The Silver Falls loop continues straight after crossing a lovely cascading creek.

Soon after, cross the much larger Laughingwater Creek, which cascades down from the Cascade Crest.

Just beyond the crossing, there is a fork where the Laughingwater Trail branches off to the right, soon crossing before climbing through the lush old-growth forest on its way to Three Lakes.

This is also the quickest way to get to the falls if you don’t want to do much hiking to see them.

Ohanapecosh Hot Springs is situated on a forested bench above the Ohanapecosh River.

While the springs are now warm enough that soaking is prohibited, please stay on the trail and boardwalk.

Thousands of people flock to the springs for their alleged therapeutic powers as their popularity grows.

The loop soon bends left, revealing a stunning view of Silver Falls.

The falls will be thunderous if you arrive early in the season. Look out at the raging river, which careens over ledges before plunging 40 feet into a deep pool.

The waterway is lined with towering firs and hemlocks. The river continues through a flume-like deep and narrow chasm.

In the rapids, keep an eye out for tenacious dippers looking for tasty insect larvae.

They are frequently spotted perched on ledges and rocks in the spray zone.

Continue hiking, making sure to stay behind the railings that are in place.

The ledges beyond are wet and slippery, and more than a few people have slipped and drowned in the fast-moving waters below.

Maintain a safe distance from children and stay on the trail.

Cross the river on a high bridge, where the river churns in a narrow rocky chasm below.

At about 1.3 miles, there is a short spur that leads to a spectacular viewpoint right next to the falls.

Prepare to get wet from the spray of it’s spring, so put on your shell and keep that camera lens or phone dry.

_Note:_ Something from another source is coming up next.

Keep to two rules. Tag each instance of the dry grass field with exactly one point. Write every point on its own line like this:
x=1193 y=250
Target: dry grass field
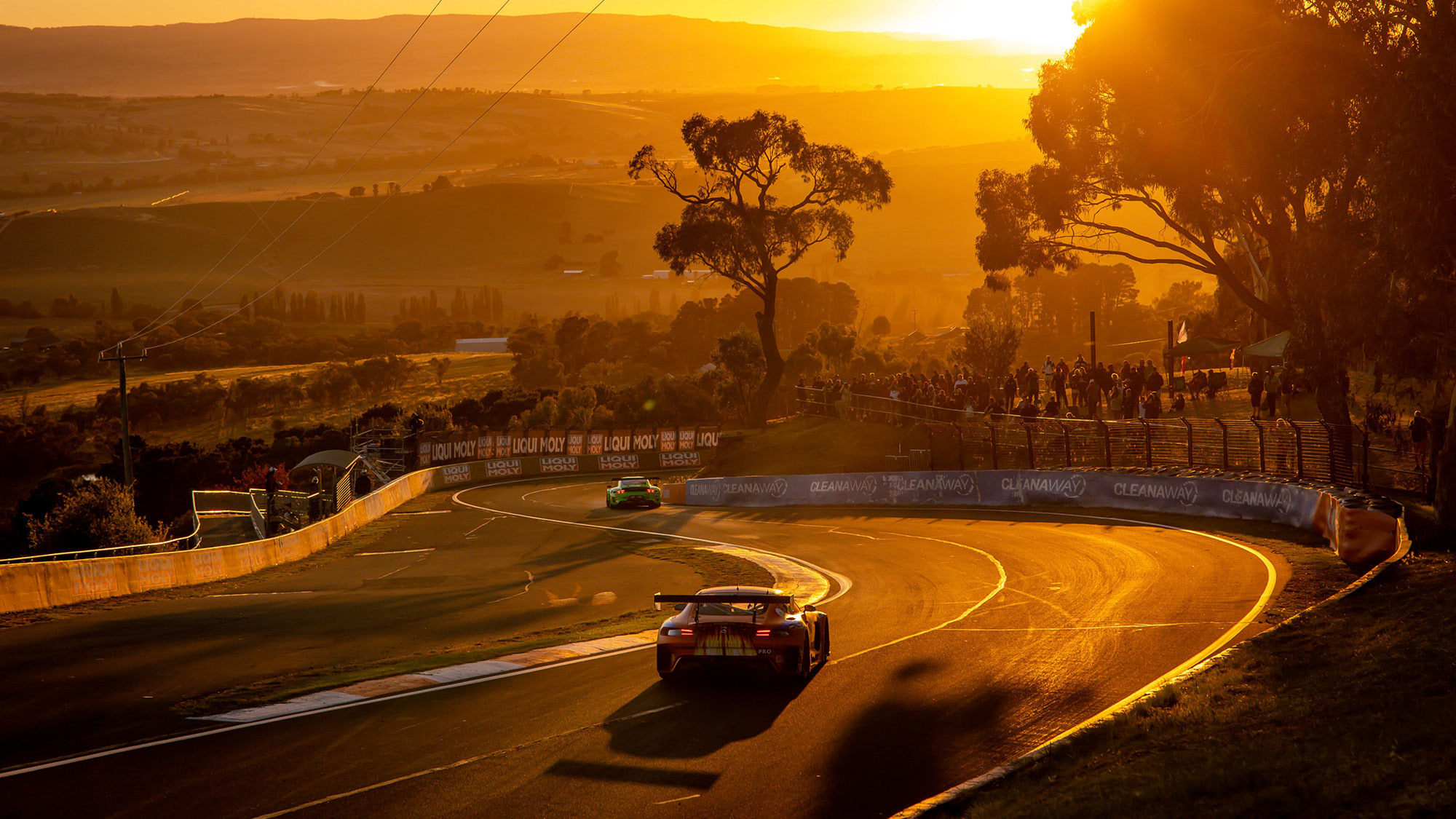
x=470 y=375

If you’ve ever wondered what Ohanapecosh means, one widely accepted version attributes it to an Upper Cowlitz Indian name that means “clear stream or deep blue.”

Look into the plunge pool in front of you and you’ll see a deep blue strand emerge from a clear stream.

Continue hiking until you reach a junction with the Eastside Trail.

You might want to hike a short distance on this trail to admire the impressive rapids above the falls.

Otherwise, hike left to continue on the loop.

The path ascends a small rise before traversing slopes shrouded in ancient timber.

It brushes up against a wall of mossy ledges with overhanging shelves before skirting a small seasonal wetland pool and gradually descending.

The trail returns to the Ohanapecosh Campground at 2.7 miles, terminating next to the Amphitheatre at the west end of the campground bridge spanning the Ohanapecosh River. 

Before returning, take one last look at the waterway, which is much more tranquil here than upriver.

Admire the waterway one more time here which is much more sedate than upriver before returning to your start just beyond the bridge.

Final Thoughts

There you have it!

Now that you knew the popular attractions in Mount Rainier National park, please tell us which spot you want to visit first?